# Grooming Tools for Puppy Cut



## David1969 (Nov 12, 2015)

Hello All,
I plan on keeping our dog in a puppy cut, and I'm wondering if you'd recommend a butteromb, pin brush, or both for this type of cut? I also read that you shouldn't comb/brush their coat dry. Do you find this to be true? 

Thank you!
~M


----------



## Karen Collins (Mar 21, 2013)

I think a butter comb and pin brush are always useful no matter the length of hair. You don't need to worry about misting the coat unless its long.


----------



## Molly120213 (Jan 22, 2014)

Molly has always been in a puppy cut. I use a stagger tooth comb, soft slicker, and a pin brush. I have a buttercomb but I find it to be a bit large for my smaller size Hav. She is only 6.5 lbs.


----------



## Karen Collins (Mar 21, 2013)

Molly120213 said:


> I have a buttercomb but I find it to be a bit large for my smaller size Hav. She is only 6.5 lbs.

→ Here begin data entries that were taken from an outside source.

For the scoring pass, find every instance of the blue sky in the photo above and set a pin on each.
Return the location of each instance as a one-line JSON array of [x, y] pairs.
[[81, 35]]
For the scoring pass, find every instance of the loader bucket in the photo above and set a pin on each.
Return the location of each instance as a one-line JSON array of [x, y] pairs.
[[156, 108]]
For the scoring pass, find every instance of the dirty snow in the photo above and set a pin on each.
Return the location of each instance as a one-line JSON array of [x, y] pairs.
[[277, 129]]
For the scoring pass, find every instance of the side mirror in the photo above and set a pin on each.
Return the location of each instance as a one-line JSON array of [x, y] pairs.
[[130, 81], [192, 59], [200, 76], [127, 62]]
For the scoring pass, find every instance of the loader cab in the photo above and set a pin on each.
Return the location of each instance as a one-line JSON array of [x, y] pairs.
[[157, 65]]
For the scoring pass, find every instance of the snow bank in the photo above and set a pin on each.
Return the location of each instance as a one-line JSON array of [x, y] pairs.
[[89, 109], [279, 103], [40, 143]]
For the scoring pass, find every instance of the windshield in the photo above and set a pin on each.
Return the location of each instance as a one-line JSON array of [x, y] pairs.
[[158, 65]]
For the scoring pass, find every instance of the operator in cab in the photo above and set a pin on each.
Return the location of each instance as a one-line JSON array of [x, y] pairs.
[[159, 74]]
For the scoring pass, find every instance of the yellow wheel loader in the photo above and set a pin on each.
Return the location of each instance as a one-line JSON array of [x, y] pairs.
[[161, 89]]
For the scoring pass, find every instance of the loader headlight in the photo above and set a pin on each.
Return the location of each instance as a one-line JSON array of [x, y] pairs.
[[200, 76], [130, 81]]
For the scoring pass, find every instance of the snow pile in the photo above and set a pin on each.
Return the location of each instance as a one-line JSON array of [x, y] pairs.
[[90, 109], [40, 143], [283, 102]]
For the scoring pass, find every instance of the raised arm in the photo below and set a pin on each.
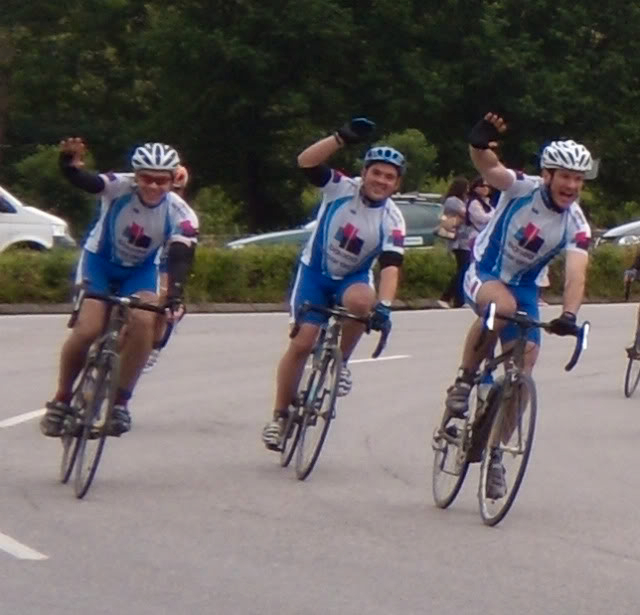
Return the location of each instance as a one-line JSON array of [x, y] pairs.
[[484, 136], [72, 152]]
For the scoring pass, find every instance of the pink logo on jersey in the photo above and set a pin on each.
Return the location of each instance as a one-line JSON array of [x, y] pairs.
[[582, 240], [135, 235], [529, 237], [187, 229], [397, 238], [347, 237]]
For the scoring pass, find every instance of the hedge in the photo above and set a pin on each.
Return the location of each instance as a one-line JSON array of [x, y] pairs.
[[263, 275]]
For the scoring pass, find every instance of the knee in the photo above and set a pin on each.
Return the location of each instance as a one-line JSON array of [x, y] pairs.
[[360, 306], [141, 321], [85, 333]]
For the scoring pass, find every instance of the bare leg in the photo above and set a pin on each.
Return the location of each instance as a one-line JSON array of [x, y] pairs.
[[291, 365], [74, 351], [359, 299], [138, 342]]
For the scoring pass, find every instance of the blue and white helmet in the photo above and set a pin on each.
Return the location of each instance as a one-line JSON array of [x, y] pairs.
[[384, 153], [155, 157], [566, 155]]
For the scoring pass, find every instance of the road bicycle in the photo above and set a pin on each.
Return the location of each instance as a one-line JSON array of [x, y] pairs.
[[500, 424], [85, 429], [314, 407]]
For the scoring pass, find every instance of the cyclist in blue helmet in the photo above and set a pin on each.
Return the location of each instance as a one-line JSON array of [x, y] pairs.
[[357, 224]]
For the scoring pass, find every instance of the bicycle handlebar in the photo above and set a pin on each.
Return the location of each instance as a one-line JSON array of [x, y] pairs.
[[130, 302], [341, 313], [524, 321]]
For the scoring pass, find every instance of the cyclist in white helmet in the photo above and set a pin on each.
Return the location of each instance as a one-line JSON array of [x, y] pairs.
[[357, 224], [138, 216], [180, 181], [536, 218]]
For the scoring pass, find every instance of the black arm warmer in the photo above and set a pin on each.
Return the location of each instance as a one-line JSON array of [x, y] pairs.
[[179, 265], [318, 176], [390, 259], [90, 182]]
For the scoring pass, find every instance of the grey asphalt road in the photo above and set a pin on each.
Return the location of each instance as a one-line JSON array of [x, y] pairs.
[[189, 514]]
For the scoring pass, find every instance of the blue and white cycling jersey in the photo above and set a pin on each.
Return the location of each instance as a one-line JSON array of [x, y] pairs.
[[351, 233], [129, 233], [526, 233]]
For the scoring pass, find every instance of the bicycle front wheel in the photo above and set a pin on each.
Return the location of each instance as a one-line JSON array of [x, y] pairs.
[[72, 427], [449, 461], [95, 423], [631, 377], [318, 412], [508, 449]]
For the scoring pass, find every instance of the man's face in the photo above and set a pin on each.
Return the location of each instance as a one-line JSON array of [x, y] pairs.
[[153, 185], [565, 186], [380, 180]]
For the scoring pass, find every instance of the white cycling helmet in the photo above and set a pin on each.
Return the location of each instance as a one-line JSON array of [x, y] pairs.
[[155, 157], [566, 155]]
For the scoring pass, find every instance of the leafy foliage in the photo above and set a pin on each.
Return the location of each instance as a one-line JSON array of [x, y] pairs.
[[240, 88]]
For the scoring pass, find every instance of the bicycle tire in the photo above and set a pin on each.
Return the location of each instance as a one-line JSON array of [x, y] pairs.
[[494, 510], [316, 415], [446, 482], [97, 420], [70, 440], [631, 379]]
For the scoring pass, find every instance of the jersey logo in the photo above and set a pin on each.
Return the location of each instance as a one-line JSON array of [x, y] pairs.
[[347, 237], [187, 229], [397, 238], [528, 237], [582, 240], [135, 235]]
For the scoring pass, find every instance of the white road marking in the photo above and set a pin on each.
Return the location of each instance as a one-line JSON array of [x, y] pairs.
[[34, 414], [17, 549], [22, 418], [389, 358]]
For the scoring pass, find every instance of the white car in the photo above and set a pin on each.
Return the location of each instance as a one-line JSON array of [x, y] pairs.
[[23, 225]]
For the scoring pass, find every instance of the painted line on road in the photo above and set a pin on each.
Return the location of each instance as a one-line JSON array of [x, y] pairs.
[[390, 358], [17, 549], [22, 418]]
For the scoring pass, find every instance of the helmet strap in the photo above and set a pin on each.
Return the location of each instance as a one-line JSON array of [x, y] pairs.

Is it the #005? I find that comb to be too big except with a full long coat. I use the #000 for faces, feet, butts, and coats less than 4 inches in length. The #005 is a dream for long coats. You know you need to move up from the #000 when it gets bogged down while combing through a thoroughly mat free coat.


----------



## Molly120213 (Jan 22, 2014)

Karen, I have the #000 buttercomb. I think it is the length of the comb that seems too big for Molly, as well as the length of the teeth. She is just so darn tiny that it is just too much comb for her, especially with her puppy cut. I do use it occasionally, but it is not my favorite grooming tool.


----------



## Karen Collins (Mar 21, 2013)

Molly120213 said:


> Karen, I have the #000 buttercomb. I think it is the length of the comb that seems too big for Molly, as well as the length of the teeth. She is just so darn tiny that it is just too much comb for her, especially with her puppy cut. I do use it occasionally, but it is not my favorite grooming tool.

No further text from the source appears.